A new economy is emerging. And this new economy is powered by a new type of fuel: data. As the data economy becomes increasingly prominent, there are troubling signs that it is worsening existing power imbalances, and creating new problems of domination and lack of accountability. But it would be wrong simply to draw dystopian visions from our current situation. Technological change does not determine social change, and there is a whole range of potential futures – both emancipatory and discriminatory – open to us. We must decide for ourselves which one we want.

This is the first of four papers exploring power and accountability in the data economy. These will set the stage for future interventions to ensure power becomes more evenly distributed.This paper explores the impact of the mass collection of data, while future papers will examine: the impact of algorithms as they process the data; the companies built on data, that mediate our interface with the digital world; and the labour market dynamics that they are disrupting.

Our research so far has identified a range of overarching themes around how power and accountability is changing as a result of the rise of the digital economy. These can be summarised into four arguments:

  • Although the broader digital economy has both concentrated and dispersed power, data has had very much a concentrating force.
  • A mutually reinforcing government-corporation surveillance architecture – or data panopticon – is being built, that seeks to capture every data trail that we create.
  • We are over-collecting and under-protecting data.
  • The data economy is changing our approach to accountability from one based on direct causation to one based on correlation, with profound moral and political consequences.

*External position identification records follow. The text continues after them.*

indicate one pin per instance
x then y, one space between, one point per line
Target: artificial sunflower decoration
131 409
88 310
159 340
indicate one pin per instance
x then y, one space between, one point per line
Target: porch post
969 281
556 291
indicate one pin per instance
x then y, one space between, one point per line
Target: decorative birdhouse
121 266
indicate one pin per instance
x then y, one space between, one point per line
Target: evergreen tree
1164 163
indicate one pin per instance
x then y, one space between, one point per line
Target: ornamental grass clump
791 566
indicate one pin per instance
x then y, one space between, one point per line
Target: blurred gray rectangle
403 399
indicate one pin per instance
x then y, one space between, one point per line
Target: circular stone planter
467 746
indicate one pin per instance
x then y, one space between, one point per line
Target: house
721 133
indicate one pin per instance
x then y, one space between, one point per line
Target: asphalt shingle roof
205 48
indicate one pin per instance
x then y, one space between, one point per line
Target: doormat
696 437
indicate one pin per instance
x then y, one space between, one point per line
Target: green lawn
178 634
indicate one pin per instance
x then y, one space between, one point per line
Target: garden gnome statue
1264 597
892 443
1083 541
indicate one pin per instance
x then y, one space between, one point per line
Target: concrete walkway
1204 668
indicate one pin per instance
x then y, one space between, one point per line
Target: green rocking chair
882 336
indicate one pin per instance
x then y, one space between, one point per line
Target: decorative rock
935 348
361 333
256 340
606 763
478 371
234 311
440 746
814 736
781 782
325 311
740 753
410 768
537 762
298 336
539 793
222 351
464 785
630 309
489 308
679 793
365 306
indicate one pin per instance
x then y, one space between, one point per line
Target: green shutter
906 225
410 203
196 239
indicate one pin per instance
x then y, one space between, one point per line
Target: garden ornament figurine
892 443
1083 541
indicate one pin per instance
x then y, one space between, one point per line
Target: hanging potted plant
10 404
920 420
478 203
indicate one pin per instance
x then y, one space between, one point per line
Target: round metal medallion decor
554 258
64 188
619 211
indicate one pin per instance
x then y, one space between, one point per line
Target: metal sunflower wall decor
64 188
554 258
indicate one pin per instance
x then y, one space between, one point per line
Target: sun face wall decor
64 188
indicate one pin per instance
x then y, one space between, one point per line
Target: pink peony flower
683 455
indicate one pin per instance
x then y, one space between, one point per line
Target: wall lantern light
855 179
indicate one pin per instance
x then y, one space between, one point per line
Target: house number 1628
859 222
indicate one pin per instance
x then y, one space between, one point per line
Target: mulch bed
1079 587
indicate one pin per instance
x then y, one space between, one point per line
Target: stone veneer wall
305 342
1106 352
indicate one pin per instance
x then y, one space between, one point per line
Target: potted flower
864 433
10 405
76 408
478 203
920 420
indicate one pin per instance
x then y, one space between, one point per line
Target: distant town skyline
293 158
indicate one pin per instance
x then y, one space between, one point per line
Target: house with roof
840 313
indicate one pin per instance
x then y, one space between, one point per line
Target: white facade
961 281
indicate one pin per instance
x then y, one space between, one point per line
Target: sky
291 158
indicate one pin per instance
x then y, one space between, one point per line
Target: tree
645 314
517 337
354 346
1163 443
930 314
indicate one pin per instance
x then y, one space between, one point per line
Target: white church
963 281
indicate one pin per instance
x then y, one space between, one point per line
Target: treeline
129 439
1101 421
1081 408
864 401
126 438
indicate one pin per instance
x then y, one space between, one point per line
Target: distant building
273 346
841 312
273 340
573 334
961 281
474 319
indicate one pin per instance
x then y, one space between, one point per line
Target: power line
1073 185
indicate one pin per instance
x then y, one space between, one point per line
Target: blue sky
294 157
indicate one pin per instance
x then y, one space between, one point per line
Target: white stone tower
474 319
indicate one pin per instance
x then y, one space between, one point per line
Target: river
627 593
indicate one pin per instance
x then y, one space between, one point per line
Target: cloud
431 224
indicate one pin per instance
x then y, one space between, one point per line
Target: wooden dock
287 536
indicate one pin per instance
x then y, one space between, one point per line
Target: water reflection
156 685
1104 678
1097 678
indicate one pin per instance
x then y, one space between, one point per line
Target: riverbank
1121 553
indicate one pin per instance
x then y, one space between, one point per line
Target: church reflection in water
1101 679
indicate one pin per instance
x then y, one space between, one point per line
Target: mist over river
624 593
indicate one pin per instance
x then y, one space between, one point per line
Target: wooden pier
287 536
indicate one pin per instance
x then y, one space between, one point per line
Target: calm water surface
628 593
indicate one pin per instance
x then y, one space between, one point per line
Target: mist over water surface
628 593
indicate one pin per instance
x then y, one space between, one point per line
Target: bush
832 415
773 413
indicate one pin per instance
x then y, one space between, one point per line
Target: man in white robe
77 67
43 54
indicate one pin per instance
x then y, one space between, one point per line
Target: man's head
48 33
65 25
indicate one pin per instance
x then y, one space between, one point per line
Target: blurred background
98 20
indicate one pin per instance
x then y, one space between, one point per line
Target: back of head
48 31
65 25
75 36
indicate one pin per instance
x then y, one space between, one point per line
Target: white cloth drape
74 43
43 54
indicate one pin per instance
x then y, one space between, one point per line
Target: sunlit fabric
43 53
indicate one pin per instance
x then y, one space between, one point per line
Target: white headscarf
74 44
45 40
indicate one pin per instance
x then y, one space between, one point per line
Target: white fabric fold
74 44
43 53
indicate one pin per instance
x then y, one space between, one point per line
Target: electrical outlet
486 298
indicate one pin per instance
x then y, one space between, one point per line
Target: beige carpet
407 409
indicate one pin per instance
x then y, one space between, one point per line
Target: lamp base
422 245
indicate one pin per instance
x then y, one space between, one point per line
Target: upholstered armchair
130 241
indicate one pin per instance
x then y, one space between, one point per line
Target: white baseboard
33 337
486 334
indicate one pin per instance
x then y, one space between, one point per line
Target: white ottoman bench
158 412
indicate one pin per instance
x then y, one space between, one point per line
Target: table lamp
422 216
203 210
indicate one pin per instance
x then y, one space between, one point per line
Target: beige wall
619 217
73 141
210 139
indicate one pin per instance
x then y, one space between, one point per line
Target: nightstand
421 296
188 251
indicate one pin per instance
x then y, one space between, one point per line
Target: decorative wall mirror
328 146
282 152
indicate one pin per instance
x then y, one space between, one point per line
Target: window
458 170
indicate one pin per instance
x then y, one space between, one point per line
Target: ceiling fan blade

This four-part series explores these areas by reviewing the existing literature and conducting interviews with respected experts from around the world.

The Facebook/Cambridge Analytica scandal has made data gathering a front-page story in recent months. We have identified four key issues related to data gathering:

  • GDPR will not save us: Although GDPR will be an improvement for data privacy, it should not be considered a panacea. Some companies, especially global ones, will structure their business to dodge the regulations.
  • Privacy could become the preserve of the rich: The corporate data gathering industry may evolve to create a system where only the rich are able to afford the necessary tools and labour time to effectively maintain their privacy.
  • Privacy is an increasingly unmanageable burden: responsibility for managing data falls far too heavily on the individual rather than those who want to use individuals’ data.
  • Are we becoming a conformist society? Ubiquitous data collection, coupled with data never being deleted means we could be entering an era of self-censorship and ‘social cooling’.